Szukałam czegoś właśnie w takiej formie długo, a to dlatego, że nic w okolicy nie było. Po moje pierwsze 3 drzewka jechałam 100km. Jedno zostało zgryzione przez pisura i to akurat to najbliżej domu :/ Ale okazało się, że przez ten czas w okolicy pojawiło się w szkółce i to w cenie 10zł za sztukę Co prawda i tak wysyłkowo, ale jakby coś było nie w porządku to blisko, żeby jechać i prosić o wymianę albo co. Zamówiłam od razu 5 sztuk Jeśli trafią się takie, które nie będą rozrośnięte, to wsadzę kilka w jedno miejsce
Poradźcie mi dziewczynki, jak z tymi moimi różami zrobić. Rabata ma szerokość 120cm (wiem, bez szału). Na razie Pashminy posadzone są w dwóch rzędach po 4sztuki.
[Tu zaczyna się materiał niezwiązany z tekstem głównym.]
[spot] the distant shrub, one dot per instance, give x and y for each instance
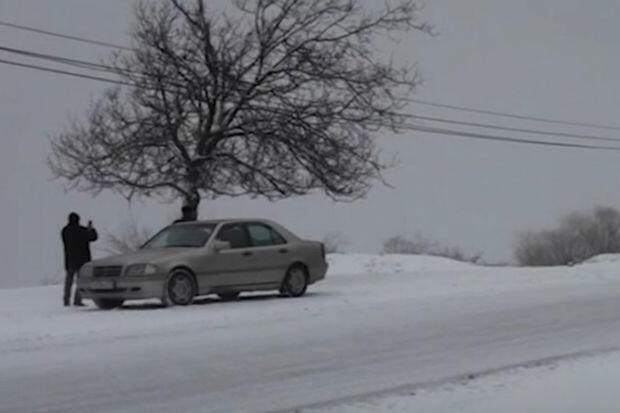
(334, 242)
(578, 237)
(422, 246)
(128, 238)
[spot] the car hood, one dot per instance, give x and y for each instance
(147, 256)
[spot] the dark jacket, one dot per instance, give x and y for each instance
(76, 240)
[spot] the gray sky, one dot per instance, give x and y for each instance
(552, 58)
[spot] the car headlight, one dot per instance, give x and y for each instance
(86, 271)
(140, 269)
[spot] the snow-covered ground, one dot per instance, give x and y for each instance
(381, 333)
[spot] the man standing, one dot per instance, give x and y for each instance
(76, 240)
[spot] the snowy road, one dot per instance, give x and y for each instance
(394, 324)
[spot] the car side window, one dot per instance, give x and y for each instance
(263, 235)
(236, 234)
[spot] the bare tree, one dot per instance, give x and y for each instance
(275, 98)
(578, 237)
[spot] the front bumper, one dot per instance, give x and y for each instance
(125, 288)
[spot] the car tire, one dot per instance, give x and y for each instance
(180, 289)
(108, 303)
(229, 296)
(295, 282)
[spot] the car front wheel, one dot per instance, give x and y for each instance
(295, 282)
(228, 296)
(180, 288)
(107, 303)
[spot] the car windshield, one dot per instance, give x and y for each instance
(181, 236)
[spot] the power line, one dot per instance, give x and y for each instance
(60, 59)
(441, 131)
(512, 129)
(63, 36)
(418, 101)
(511, 115)
(63, 72)
(505, 139)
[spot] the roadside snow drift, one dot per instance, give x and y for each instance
(377, 325)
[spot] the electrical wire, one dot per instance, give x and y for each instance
(511, 115)
(505, 139)
(64, 72)
(513, 129)
(63, 36)
(418, 101)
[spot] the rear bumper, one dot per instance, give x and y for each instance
(125, 288)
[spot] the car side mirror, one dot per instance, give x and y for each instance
(221, 245)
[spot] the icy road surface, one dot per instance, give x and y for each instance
(376, 324)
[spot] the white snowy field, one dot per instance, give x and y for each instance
(381, 333)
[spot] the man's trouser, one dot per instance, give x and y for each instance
(77, 298)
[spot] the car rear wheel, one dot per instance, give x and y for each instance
(108, 303)
(228, 296)
(295, 282)
(180, 288)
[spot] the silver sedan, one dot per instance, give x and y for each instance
(223, 257)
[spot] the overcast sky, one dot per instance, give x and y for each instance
(552, 58)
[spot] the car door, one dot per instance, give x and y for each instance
(231, 268)
(271, 252)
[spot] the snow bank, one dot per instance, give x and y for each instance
(603, 259)
(390, 263)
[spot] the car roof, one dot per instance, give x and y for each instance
(222, 220)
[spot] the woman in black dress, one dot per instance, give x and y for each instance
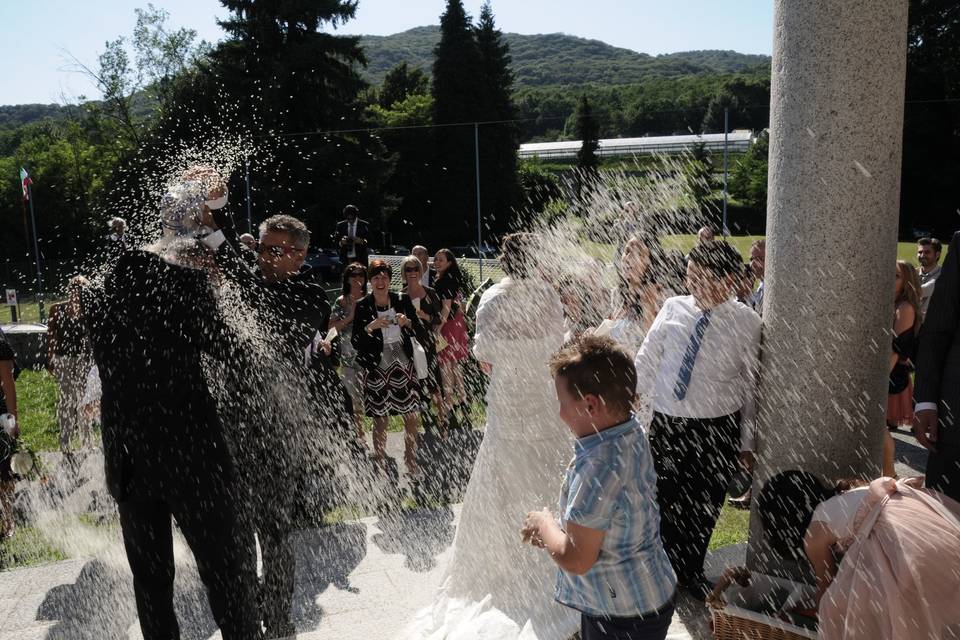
(454, 348)
(384, 322)
(428, 306)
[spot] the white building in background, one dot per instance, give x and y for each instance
(738, 141)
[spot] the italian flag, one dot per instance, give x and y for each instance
(25, 179)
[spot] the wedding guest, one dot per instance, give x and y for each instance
(428, 274)
(758, 263)
(352, 236)
(165, 451)
(453, 346)
(427, 304)
(636, 300)
(582, 309)
(906, 325)
(117, 242)
(8, 404)
(937, 380)
(69, 358)
(699, 362)
(744, 287)
(884, 554)
(606, 543)
(706, 235)
(344, 310)
(293, 305)
(928, 257)
(248, 249)
(117, 238)
(383, 326)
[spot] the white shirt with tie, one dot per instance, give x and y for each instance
(351, 235)
(724, 376)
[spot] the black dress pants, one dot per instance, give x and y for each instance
(279, 567)
(224, 553)
(943, 470)
(695, 460)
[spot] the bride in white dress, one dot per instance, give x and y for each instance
(496, 587)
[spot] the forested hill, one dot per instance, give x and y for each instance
(560, 59)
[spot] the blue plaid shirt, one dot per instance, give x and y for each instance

Jakie trawsko/turzyca dobrze by wyglądały jako tło (jakiś miniaturowy miskant, rozplenica)? I czy dam radę jeszcze wcisnąć mały żywopłocik przodem?
Asia skoro w donicach na murach oporowych będziesz przeplatać juki ze stipą to może na górze rozrzuć róże wzdłuz całej rabaty (całej długości murka) również ze stipą.
No właśnie też mi się najbardziej wszystko w masie podoba
Róże muszą zostać, tylko że one takie bardzo romantyczne, a mało "minimalistyczne", ale tak mnie urzekły że nie mogę ich wywalić stamtąd całkiem... i chciałam to jakoś połączyć... jakoś je takie ramy bardziej uporządkowane wziąć
No chyba, żeby je przenieść gdzieś w obrębie wzroku, a przy murku dać co innego...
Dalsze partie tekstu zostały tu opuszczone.